(Adnkronos) – Il ricorso ex art. 700 Cpc fatto dai migranti mentre si trovavano a bordo di Humanity 1 dopo lo sbarco dei fragili, “conferma su tutta la linea che il Governo italiano ha agito nel pieno rispetto della legalità e dei principi internazionali applicabili”. Così il marittimista Giuseppe Loffreda contattato dall’Adnkronos interpreta il ricorso e commenta: “L’operazione Sar (Search and rescue – ndr), stando a quanto affermato nello stesso documento, si sarebbe dovuta quindi concludere con la richiesta di asilo inviata dalla nave alle autorità competenti del paese di bandiera mentre Humanity 1 si trovava in acque internazionali al termine delle operazioni di recupero dei migranti”.

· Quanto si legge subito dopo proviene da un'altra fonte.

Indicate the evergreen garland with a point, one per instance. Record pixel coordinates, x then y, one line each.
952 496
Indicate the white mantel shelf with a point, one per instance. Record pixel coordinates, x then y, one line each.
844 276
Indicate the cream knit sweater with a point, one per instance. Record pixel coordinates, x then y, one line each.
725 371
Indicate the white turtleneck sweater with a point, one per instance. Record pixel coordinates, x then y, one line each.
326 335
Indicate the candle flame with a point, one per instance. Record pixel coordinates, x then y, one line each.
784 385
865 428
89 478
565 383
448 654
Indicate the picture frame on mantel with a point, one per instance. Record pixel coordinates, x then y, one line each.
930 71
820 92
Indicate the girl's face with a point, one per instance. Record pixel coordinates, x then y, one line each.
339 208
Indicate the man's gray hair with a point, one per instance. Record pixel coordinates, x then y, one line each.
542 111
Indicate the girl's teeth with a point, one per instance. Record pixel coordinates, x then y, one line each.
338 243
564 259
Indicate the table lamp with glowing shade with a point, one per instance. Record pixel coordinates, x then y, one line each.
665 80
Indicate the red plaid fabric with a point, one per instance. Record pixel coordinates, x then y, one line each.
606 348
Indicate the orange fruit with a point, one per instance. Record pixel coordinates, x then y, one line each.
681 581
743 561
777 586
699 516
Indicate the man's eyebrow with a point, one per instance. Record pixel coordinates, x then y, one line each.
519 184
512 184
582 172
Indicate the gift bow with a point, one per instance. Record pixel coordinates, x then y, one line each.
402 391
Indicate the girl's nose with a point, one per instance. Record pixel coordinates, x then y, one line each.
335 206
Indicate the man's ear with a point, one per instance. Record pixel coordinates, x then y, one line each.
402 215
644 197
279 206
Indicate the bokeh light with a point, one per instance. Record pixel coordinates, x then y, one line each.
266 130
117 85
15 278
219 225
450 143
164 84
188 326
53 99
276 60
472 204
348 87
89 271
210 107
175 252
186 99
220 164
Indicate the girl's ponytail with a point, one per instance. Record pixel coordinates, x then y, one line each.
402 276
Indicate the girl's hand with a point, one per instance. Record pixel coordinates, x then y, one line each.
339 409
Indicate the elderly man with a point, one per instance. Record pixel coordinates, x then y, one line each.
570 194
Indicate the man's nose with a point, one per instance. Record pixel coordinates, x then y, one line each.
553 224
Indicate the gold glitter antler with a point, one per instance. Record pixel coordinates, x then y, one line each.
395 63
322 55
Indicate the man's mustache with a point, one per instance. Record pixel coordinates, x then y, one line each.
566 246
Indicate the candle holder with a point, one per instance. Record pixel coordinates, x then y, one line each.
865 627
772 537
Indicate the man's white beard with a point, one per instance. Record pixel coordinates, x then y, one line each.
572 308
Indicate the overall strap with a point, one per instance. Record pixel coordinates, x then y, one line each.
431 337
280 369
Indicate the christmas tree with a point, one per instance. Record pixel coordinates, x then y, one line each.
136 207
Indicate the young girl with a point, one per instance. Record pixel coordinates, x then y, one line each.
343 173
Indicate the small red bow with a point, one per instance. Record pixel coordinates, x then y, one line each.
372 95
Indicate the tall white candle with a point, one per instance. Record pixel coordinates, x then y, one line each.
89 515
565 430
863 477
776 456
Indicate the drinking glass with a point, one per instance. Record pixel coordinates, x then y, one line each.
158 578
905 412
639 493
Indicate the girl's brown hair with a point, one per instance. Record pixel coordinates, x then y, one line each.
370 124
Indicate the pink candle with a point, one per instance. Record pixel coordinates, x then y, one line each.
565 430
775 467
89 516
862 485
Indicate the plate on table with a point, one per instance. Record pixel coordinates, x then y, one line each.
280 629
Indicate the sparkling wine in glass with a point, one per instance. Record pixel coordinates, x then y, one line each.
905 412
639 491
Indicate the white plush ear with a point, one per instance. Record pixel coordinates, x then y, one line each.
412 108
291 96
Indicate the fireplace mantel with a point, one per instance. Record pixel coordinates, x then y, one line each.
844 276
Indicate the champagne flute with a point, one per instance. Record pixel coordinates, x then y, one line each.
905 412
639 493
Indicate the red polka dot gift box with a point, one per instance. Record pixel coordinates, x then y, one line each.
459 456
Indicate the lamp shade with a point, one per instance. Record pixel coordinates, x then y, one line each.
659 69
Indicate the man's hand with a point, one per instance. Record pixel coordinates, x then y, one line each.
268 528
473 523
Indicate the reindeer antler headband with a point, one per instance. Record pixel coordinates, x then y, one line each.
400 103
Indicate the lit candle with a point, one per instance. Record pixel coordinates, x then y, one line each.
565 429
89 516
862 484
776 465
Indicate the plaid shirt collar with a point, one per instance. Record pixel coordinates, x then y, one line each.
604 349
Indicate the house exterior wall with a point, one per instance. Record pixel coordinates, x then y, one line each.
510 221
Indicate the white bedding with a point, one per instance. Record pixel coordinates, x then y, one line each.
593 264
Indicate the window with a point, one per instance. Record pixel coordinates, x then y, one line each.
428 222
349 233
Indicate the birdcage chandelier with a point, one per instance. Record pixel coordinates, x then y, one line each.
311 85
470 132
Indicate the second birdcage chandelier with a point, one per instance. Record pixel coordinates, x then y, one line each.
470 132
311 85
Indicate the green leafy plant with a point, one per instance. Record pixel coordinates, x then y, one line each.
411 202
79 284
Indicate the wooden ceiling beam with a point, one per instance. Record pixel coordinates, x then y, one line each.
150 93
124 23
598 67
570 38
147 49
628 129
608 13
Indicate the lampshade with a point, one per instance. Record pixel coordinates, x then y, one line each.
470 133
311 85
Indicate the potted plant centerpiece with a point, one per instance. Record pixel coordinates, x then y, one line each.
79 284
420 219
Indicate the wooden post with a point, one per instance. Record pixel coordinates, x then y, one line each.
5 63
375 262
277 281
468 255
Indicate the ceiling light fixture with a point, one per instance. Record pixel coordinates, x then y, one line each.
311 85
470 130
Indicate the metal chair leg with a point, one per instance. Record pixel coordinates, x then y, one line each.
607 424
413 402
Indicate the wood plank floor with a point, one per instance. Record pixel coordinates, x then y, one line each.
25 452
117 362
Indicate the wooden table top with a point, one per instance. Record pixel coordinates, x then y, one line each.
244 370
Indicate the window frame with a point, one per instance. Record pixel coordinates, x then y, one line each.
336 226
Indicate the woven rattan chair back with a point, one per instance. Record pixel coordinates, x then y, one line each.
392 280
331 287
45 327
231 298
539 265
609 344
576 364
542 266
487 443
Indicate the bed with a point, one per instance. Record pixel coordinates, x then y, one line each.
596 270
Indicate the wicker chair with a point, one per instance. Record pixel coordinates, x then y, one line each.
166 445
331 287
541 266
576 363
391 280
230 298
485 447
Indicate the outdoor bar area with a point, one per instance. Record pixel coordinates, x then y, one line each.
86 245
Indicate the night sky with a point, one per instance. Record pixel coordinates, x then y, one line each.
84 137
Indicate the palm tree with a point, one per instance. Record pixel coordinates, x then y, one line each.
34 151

Il marittimista fa infatti presente che proprio la Risoluzione Imo 167/78 citata nel ricorso ex art. 700 c.p.c. stabilisce che “un luogo sicuro può essere a terra, oppure può essere a bordo di un’unità di soccorso o di un’altra nave o struttura idonea in mare che può fungere da luogo sicuro fino allo sbarco dei sopravvissuti alla loro prossima destinazione…”. E che “… è anche un luogo dove la sicurezza della vita dei sopravvissuti non è più minacciata e dove possono essere soddisfatte le loro necessità umane fondamentali (come cibo, alloggio e necessità mediche)”.
“Si tratta di un principio che vale, a maggior ragione, come ho già avuto modo di dire, per le navi Ong che sono attrezzate, equipaggiate e classificate proprio per svolgere operazioni di ricerca, soccorso e accoglienza di migranti”, prosegue. “La stessa risoluzione Imo sulle operazioni Sar citata, conferma un principio di diritto internazionale di grande rilevanza nella vicenda Humanity 1 e delle altre navi Ong, ovvero che la sovranità nazionale permette a qualsiasi stato di controllare le proprie frontiere e di escludere ingressi non autorizzati quando il passaggio della nave non sia inoffensivo, come è il caso, ad esempio – conclude – in cui si tenti di violare le norme interne in materia di immigrazione di quel paese”.